My new life partners were all very kind to me. Ha ha, we are just happy that the emergency system works! they said. It’s good to know!! My God, sometimes I love these fat polite Midwesterners, they are as docile as cabbages. If this had happened on the L train you know those skinny hipsters would have strangled me with their striped deep V-neck shirts. Or done this to me. In any event, my stop was the next one, so I pushed past all the commuters and said SORRY!!! again really loudly and then struggled the five blocks home with this five thousand pound, tapir-sized box balanced on top of my head. I was sweating like a peasant when I got home.
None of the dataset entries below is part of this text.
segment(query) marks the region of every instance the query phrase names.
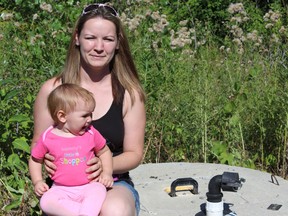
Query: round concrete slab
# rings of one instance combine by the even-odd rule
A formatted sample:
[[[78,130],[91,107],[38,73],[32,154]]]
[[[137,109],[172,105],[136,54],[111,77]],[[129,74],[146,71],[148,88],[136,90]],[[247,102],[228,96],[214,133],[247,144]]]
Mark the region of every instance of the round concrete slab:
[[[221,191],[224,215],[288,215],[288,181],[281,177],[223,164],[156,163],[142,164],[130,172],[140,194],[140,216],[204,216],[208,184],[224,172],[238,173],[246,180],[235,192]],[[172,182],[182,178],[196,180],[199,193],[188,190],[169,196]]]

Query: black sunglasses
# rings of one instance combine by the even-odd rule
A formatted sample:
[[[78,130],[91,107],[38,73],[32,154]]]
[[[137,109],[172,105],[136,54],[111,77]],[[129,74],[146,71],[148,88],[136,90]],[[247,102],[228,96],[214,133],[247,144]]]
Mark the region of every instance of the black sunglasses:
[[[106,11],[108,11],[109,13],[111,13],[111,15],[115,16],[115,17],[118,17],[118,13],[117,11],[112,7],[112,6],[109,6],[109,5],[106,5],[106,4],[91,4],[91,5],[88,5],[87,7],[85,7],[82,11],[82,14],[81,16],[87,14],[87,13],[90,13],[92,11],[96,12],[99,8],[103,7]]]

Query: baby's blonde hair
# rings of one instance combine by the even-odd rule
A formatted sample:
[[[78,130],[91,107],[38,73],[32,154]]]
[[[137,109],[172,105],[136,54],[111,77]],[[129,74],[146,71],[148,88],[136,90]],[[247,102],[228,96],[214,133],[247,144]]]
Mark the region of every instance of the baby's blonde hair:
[[[55,123],[58,122],[57,112],[63,110],[69,113],[75,110],[79,101],[95,108],[96,102],[93,94],[79,85],[64,83],[56,87],[48,96],[48,109]]]

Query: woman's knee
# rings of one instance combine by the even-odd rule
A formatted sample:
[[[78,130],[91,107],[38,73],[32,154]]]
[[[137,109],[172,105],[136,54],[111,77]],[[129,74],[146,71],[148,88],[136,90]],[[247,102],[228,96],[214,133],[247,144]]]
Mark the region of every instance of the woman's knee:
[[[135,216],[136,209],[134,203],[124,203],[124,202],[116,202],[116,203],[107,203],[107,205],[103,205],[101,208],[101,216]]]
[[[135,199],[125,187],[114,187],[108,191],[101,208],[102,216],[135,216]]]

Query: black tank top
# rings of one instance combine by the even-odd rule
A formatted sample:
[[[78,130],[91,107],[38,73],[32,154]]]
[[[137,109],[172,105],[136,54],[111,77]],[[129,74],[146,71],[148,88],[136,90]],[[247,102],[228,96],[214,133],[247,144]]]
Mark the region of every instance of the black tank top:
[[[107,146],[110,148],[113,156],[123,153],[124,122],[122,108],[123,103],[117,104],[113,101],[110,109],[104,116],[91,122],[106,139]],[[129,172],[114,174],[113,176],[117,177],[118,180],[124,180],[134,186]]]
[[[104,116],[91,123],[106,139],[113,156],[123,152],[124,123],[122,107],[122,103],[116,104],[113,102]]]

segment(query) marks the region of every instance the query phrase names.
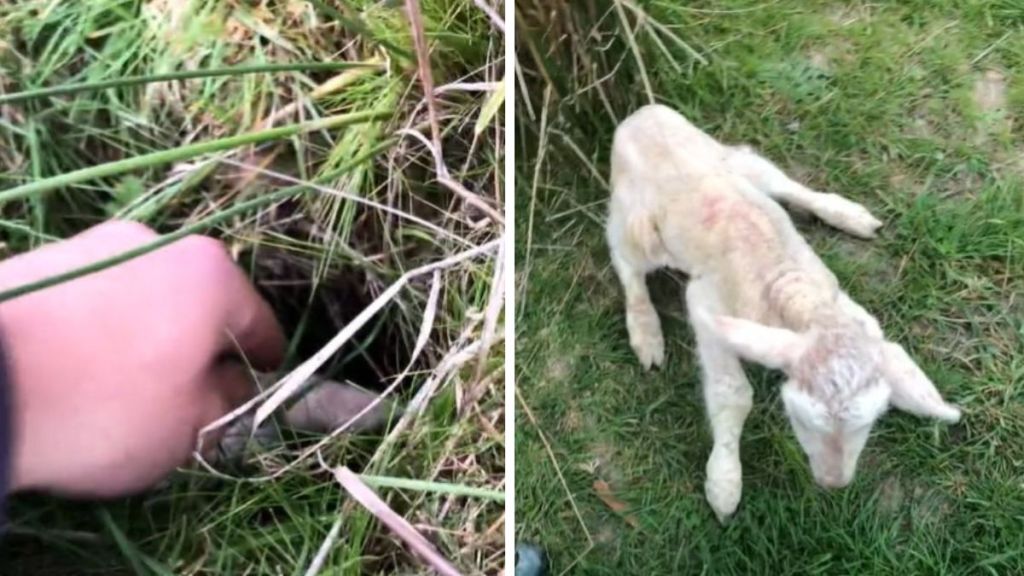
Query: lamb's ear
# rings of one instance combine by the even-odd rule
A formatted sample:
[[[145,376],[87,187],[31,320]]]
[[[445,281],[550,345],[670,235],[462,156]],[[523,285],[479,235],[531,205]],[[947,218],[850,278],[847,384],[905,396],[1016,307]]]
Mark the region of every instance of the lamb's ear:
[[[882,350],[882,377],[892,388],[889,401],[893,406],[946,422],[960,420],[960,409],[942,399],[935,384],[902,346],[886,342]]]
[[[806,348],[803,335],[732,316],[705,316],[703,321],[736,355],[769,368],[785,369],[796,363]]]

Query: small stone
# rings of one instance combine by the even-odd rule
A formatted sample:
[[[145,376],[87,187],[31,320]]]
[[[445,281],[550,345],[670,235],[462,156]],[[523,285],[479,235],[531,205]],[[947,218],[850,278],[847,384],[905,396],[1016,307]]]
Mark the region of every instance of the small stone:
[[[547,576],[548,558],[544,551],[533,544],[516,545],[515,576]]]

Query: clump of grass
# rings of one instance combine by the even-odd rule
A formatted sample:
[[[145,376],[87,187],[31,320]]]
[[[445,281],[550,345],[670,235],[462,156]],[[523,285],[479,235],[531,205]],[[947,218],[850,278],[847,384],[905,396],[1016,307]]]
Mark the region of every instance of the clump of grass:
[[[460,569],[500,569],[505,40],[472,2],[411,4],[415,25],[362,0],[0,7],[5,254],[110,217],[157,243],[219,237],[286,326],[289,369],[360,322],[315,368],[418,402],[386,439],[296,439],[233,480],[193,471],[116,504],[19,499],[5,572],[417,570],[346,497],[341,465]]]
[[[1024,570],[1004,553],[1024,510],[1021,11],[589,0],[519,2],[516,15],[517,535],[544,544],[555,573]],[[871,243],[798,227],[965,407],[962,424],[885,417],[856,482],[826,493],[777,379],[751,371],[743,502],[718,525],[684,279],[649,278],[670,359],[644,373],[603,241],[613,131],[651,101],[882,216]]]

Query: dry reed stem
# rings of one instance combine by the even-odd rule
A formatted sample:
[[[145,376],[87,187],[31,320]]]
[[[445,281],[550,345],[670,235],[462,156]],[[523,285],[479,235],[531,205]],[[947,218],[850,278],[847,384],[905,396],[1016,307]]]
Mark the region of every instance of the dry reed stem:
[[[424,220],[423,218],[420,218],[419,216],[416,216],[415,214],[411,214],[409,212],[405,212],[404,210],[399,210],[399,209],[394,208],[394,207],[392,207],[392,206],[390,206],[388,204],[382,204],[380,202],[377,202],[376,200],[371,200],[371,199],[366,198],[364,196],[359,196],[358,194],[352,194],[350,192],[344,192],[344,191],[338,190],[336,188],[331,188],[330,186],[324,186],[322,184],[316,184],[316,183],[313,183],[313,182],[302,180],[300,178],[296,178],[294,176],[289,176],[288,174],[284,174],[283,172],[277,172],[276,170],[271,170],[269,168],[262,168],[262,167],[259,167],[259,166],[253,166],[251,164],[244,164],[242,162],[238,162],[237,160],[231,160],[231,159],[228,159],[228,158],[221,158],[220,162],[223,162],[224,164],[230,164],[232,166],[245,167],[248,170],[252,170],[252,171],[257,172],[259,174],[263,174],[264,176],[269,176],[271,178],[280,180],[281,182],[287,182],[288,184],[294,184],[294,185],[308,186],[310,189],[316,190],[317,192],[321,192],[323,194],[327,194],[327,195],[330,195],[330,196],[337,196],[339,198],[344,198],[345,200],[350,200],[350,201],[356,202],[358,204],[364,204],[364,205],[369,206],[371,208],[375,208],[377,210],[380,210],[382,212],[387,212],[389,214],[394,214],[395,216],[398,216],[398,217],[404,218],[404,219],[406,219],[406,220],[408,220],[410,222],[414,222],[416,224],[419,224],[420,226],[423,226],[424,228],[427,228],[431,232],[436,232],[437,234],[440,234],[441,236],[444,236],[446,238],[450,238],[452,240],[455,240],[455,241],[457,241],[460,244],[463,244],[465,246],[473,246],[474,245],[472,242],[470,242],[469,240],[466,240],[462,236],[459,236],[458,234],[455,234],[454,232],[452,232],[450,230],[446,230],[445,228],[442,228],[442,227],[438,226],[437,224],[434,224],[433,222],[430,222],[428,220]]]
[[[498,255],[494,259],[494,278],[491,280],[491,294],[487,302],[487,309],[484,312],[484,327],[480,339],[480,356],[477,360],[474,382],[479,382],[484,375],[487,366],[487,355],[490,353],[491,345],[494,343],[495,332],[498,329],[498,317],[505,307],[505,242],[498,247]]]
[[[437,181],[440,184],[444,185],[449,190],[452,190],[453,192],[458,194],[467,204],[479,208],[480,211],[487,214],[487,216],[494,222],[497,222],[498,224],[505,223],[504,216],[502,216],[500,212],[498,212],[490,204],[488,204],[487,201],[485,201],[480,196],[470,192],[469,190],[466,190],[466,188],[462,186],[462,184],[459,184],[458,182],[452,180],[451,177],[448,176],[448,167],[445,165],[444,159],[441,157],[441,149],[434,146],[434,143],[428,140],[426,136],[424,136],[423,134],[416,130],[410,130],[407,128],[397,130],[395,131],[395,134],[399,134],[402,136],[411,136],[414,140],[417,140],[420,143],[422,143],[423,146],[430,151],[431,156],[434,157],[434,165],[437,167],[438,170],[440,170],[437,176]]]
[[[640,79],[644,83],[644,91],[647,93],[647,102],[654,104],[654,88],[651,87],[651,80],[647,77],[647,67],[644,66],[644,59],[640,56],[640,47],[636,44],[636,36],[633,34],[633,29],[629,25],[629,18],[626,18],[626,11],[622,9],[622,0],[613,0],[615,4],[615,13],[619,16],[619,21],[622,23],[622,29],[626,32],[626,42],[629,44],[629,50],[633,53],[633,58],[636,59],[637,68],[640,70]]]
[[[426,35],[423,32],[423,14],[420,12],[419,0],[405,0],[405,8],[409,17],[409,26],[412,29],[413,45],[416,47],[416,64],[419,72],[420,84],[423,86],[423,97],[427,103],[427,118],[430,121],[430,142],[427,149],[434,156],[434,171],[437,174],[437,181],[445,188],[455,192],[467,204],[476,206],[487,214],[491,220],[504,225],[505,218],[495,210],[479,195],[466,189],[465,186],[452,179],[448,167],[444,162],[444,148],[441,145],[441,124],[437,118],[437,101],[434,97],[434,77],[430,67],[430,51],[427,48]],[[402,130],[405,134],[422,136],[418,132]]]
[[[320,548],[316,551],[316,556],[313,557],[313,561],[309,563],[309,567],[303,573],[303,576],[316,576],[320,573],[320,570],[324,567],[324,562],[327,561],[327,556],[331,553],[331,548],[338,542],[338,537],[341,536],[341,524],[344,516],[338,514],[338,517],[334,519],[334,523],[331,524],[331,530],[327,533],[327,537],[320,544]]]
[[[487,14],[495,28],[500,30],[502,34],[505,33],[505,20],[498,14],[497,10],[487,3],[487,0],[473,0],[473,3],[476,4],[477,8],[483,10],[484,14]]]
[[[427,49],[427,38],[423,32],[423,13],[420,11],[419,0],[405,0],[405,10],[412,28],[413,46],[416,48],[416,68],[419,72],[420,84],[423,86],[423,97],[427,101],[427,117],[430,119],[430,140],[434,148],[441,150],[441,124],[437,119],[437,105],[434,101],[434,75],[430,67],[430,51]],[[438,175],[441,165],[436,166]]]
[[[363,483],[354,472],[345,466],[334,469],[334,478],[341,484],[356,502],[374,515],[382,524],[390,528],[405,542],[412,551],[425,560],[442,576],[461,576],[461,572],[447,559],[441,556],[437,548],[416,531],[405,518],[402,518],[369,486]]]
[[[381,455],[383,455],[387,449],[397,441],[398,437],[405,432],[409,426],[412,425],[426,407],[441,382],[443,382],[449,374],[462,367],[479,353],[480,342],[475,341],[469,343],[470,336],[473,331],[476,330],[476,325],[478,323],[479,319],[470,319],[469,324],[463,328],[462,333],[459,335],[458,339],[456,339],[455,344],[451,347],[448,353],[441,358],[441,361],[437,363],[437,366],[430,374],[430,377],[427,378],[427,381],[424,382],[419,391],[416,392],[413,399],[409,401],[409,404],[403,411],[402,417],[398,420],[398,423],[395,424],[394,428],[391,429],[388,435],[380,443],[377,451],[374,453],[373,457],[370,458],[370,464],[367,466],[368,468],[372,466],[373,463],[376,462]]]

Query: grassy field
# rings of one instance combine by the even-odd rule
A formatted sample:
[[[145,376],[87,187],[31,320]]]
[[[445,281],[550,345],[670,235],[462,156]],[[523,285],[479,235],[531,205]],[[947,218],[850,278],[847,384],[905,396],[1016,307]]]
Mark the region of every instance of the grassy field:
[[[320,458],[410,480],[379,493],[465,573],[500,569],[504,42],[468,0],[0,3],[0,256],[110,217],[217,236],[287,368],[383,298],[320,372],[382,390],[408,370],[394,394],[426,400],[387,439],[297,438],[236,480],[17,498],[0,573],[425,573]]]
[[[1024,5],[683,4],[517,6],[519,539],[555,574],[1024,572]],[[751,369],[743,501],[718,524],[685,278],[650,278],[668,358],[645,373],[602,235],[612,132],[652,95],[885,221],[872,242],[797,224],[960,424],[885,416],[828,493]]]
The moral of this story is I AM STUPID. I managed to delay not only the 400 or so commuters in my packed train, but also the 20,000 or so commuters waiting on the platform at stations ahead of us or in trains behind us. Today my muscles are sore and my back is hurting. The best part is that after I got home and opened my package, I found that the mattress topper was not what I wanted it to be. It is too thick, and it smells so badly of chemicals that when I tried to put it in my room, I became light-headed in minutes and was barely able to drag the heavy piece of shit into the living room before passing out on my now-chemical-smelling bed in a druggy stupor. It was like huffing gas (or so I have read). So I think I am either going to have to find a way to return this monstrosity (perhaps via a return trip on the CTA!) or just suck up the hundred bucks and the time, and the time of 20,000 Chicagoans, that I just wasted. You were right, Raj, I was wrong. Every single decision I made in this story was mistaken: HOW CAN MY JUDGMENT BE TRUSTED TO INTERPRET THE LAW!?!?!?!?

8 comments:

meera said...

this is most definitely the best most awesomest story i have ever heard ever.

Bananarchist said...

thanks!!! i hope it happens to everyone some day!

Raj said...

I am too gracious to say I told you so, except in the implicit manner conveyed by this sentence.

Raj said...

But I will also say that the smelliness is par for the course--any newly unwrapped memory foam will be smelly. The smell will go away within ten days, and you can air out the foam in a non-bed place until then. Given that your foam is so thick, it should also decompress over this period, so that it will become softer and fluffier. If you choose to return what you have, please use the 20% off coupon I gave you to purchase the brand-name stuff.

myshewasyar said...

I enjoyed reading this story. Also, at the end, I felt very happy to discover that it had been posted at "1:01 pm" (EST? CST?) and had instantly attracted multiple comments.

Bananarchist said...

i knew about the stink - i had actually bought the $170 topper for my bed in palo alto - but this stink is especially bad, because the mat is twice as thick. i don't think it's returnable bc i already cut it up. so what do i do with this shit-ton of memory foam?

oz said...

i've missed your entries!

crankypants said...

omg this story is so tragic and reminds me of myself from 1L and 2L year. before i became older, lazier, and less cheap. but i also ask myself on a daily basis these days how it is that our court system trusts people fresh out of law school to make the law!!! is it not insane?!?!!